By Paul Goble
The disintegration of Russia is proceeding rapidly, US-based Russian commentator Aleksandr Nemets says, with China in effective control of much of the area beyond Lake Baikal, Chechnya’s Ramzan Kadyrov much of the North Caucasus, and Moscow reliably in charge of the remainder (kasparov.ru/material.php?id=5D3F4508C4C01).
In a provocative Kasparov commentary, he says that China is already in effective control of much of the eastern portion of Russia, “including Primorsky Kray, Khabarovsky Kray (to the south of the Uda Rivere) Amur Oblast, Chita Oblast (now Trans-Baikal Kray), Buryatia, the southern part of Irkutsk Oblast and Krasnoyarsk Kray.
And Nemets argues that what he calls “the Kadyrov empire” is in control not only of Chechnya but also of certain portions of Ingushetia and Daghestan. Because of the expansion of China given Russia’s growing infrastructure problems, Moscow has been forced to ally itself with Beijing; and it has farmed out control of the Caucasus to Kadyrov.
The US-based Russian commentator says that “the disintegration of the Russian Federation has advanced quite far and become irreversible. I repeat, this is the situation in July 2019. There is no doubt that the disintegration of Russia will develop further and possibly take quite ugly forms.”
That China has made inroads in the Russian Far East in part because of the decay of Russian infrastructure there is beyond question, although calling it an occupation or the already accomplished disintegration of Russia overstates things as they now are. And Kadyrov’s role in the North Caucasus while growing in many ways reflects Moscow’s own desires.

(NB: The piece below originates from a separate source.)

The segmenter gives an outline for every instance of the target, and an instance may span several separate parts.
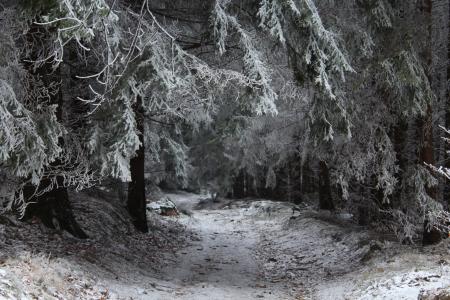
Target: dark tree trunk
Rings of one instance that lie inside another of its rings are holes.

(In an equally provocative way, Israeli analyst Avraam Shmulyeivhc argues that Moscow views Kadyrov’s “Chechen totalitarianism” not as a rival but rather as a model for Russia (youtube.com/watch?v=LXYlnlpnQsw&feature=youtu.be&fbclid=IwAR2ssMIxqz4mzblsiFack-7O18Sb_fkmUTVDkAAlAwpfZR8HxYvhxRF_UE0).)
But Nemets is right to point to infrastructure decay as a clear threat to Moscow’s rule of much of the country. Its roads, rail lines, and air routes not only are inadequate to handle existing levels of interaction between the center and the periphery but open the way for outsiders to play a role that a country as hypercentralized as Russsia will view as threatening.

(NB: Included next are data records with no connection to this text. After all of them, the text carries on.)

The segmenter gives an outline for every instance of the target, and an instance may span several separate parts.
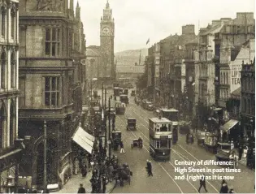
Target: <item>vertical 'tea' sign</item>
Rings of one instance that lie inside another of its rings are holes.
[[[241,64],[231,65],[231,93],[241,87]]]

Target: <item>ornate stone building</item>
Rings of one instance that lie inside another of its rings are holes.
[[[1,1],[0,7],[0,192],[15,192],[24,148],[18,140],[19,2]]]
[[[255,148],[255,58],[250,63],[242,63],[241,92],[241,135],[249,155]]]
[[[47,183],[62,187],[71,175],[72,136],[81,114],[85,41],[80,7],[73,0],[20,0],[19,136],[26,155],[20,175],[42,185],[44,121],[47,131]]]
[[[102,80],[115,80],[115,66],[114,61],[114,37],[115,22],[112,18],[112,10],[109,2],[103,10],[103,17],[101,18],[100,55],[101,65],[98,79]]]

An example of the inability of Russian infrastructure to cope came this week: China has reached an agreement with Omsk Oblast, deep in the middle of Siberia, to ship grain produced there on Chinese ships via the Ob River and the Northern Sea Route to Asian markets (omskportal.ru/ru/government/News/2019/07/29/1564396003985.html and thebarentsobserver.com/en/arctic/2019/07/ships-sail-down-great-siberian-river-deliver-shipments-grain-japan-arctic-route).
That doesn’t mean that Omsk Oblast should be added to the list of “China controlled” regions of Russia that Nemets offers. It does mean, however, that regions within the Russian Federation, including those far from the periphery, may develop new relations with the center because of the center’s failure to take care of infrastructure linking them together.
And that in turn will promote fissiparous tendencies in at least some of them even if it doesn’t mark the beginning of the end of the Russian Federation anytime soon.